From: Zi Yan <z...@nvidia.com>

alloc_contig_range() worked at MAX_ORDER-1 granularity to avoid merging
pageblocks with different migratetypes. It might unnecessarily convert
extra pageblocks at the beginning and at the end of the range. Change
alloc_contig_range() to work at pageblock granularity.

It is done by restoring pageblock types and split >pageblock_order free
pages after isolating at MAX_ORDER-1 granularity and migrating pages
away at pageblock granularity.
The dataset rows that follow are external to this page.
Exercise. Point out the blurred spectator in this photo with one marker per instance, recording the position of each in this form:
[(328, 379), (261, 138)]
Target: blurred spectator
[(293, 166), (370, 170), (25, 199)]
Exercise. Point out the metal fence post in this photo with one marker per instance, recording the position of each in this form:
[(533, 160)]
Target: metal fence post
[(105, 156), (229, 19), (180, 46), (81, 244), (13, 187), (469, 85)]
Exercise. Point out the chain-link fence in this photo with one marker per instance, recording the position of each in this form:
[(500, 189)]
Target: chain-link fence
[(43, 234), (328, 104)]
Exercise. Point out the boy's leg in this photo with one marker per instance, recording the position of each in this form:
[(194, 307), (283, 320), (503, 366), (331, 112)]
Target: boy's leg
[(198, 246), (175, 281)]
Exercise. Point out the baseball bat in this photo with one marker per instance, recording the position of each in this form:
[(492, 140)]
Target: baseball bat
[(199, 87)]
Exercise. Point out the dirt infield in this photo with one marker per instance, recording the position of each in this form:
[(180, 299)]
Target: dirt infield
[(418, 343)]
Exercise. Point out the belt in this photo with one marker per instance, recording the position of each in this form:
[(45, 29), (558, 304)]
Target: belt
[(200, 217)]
The reason for this process is that
during isolation, some pages, either free or in-use, might have >pageblock
sizes and isolating part of them can cause free accounting issues.
Restoring the migratetypes of the pageblocks not in the interesting
range later is much easier.

Signed-off-by: Zi Yan <z...@nvidia.com>
---
 mm/page_alloc.c | 175 ++++++++++++++++++++++++++++++++++++++++++------
 1 file changed, 155 insertions(+), 20 deletions(-)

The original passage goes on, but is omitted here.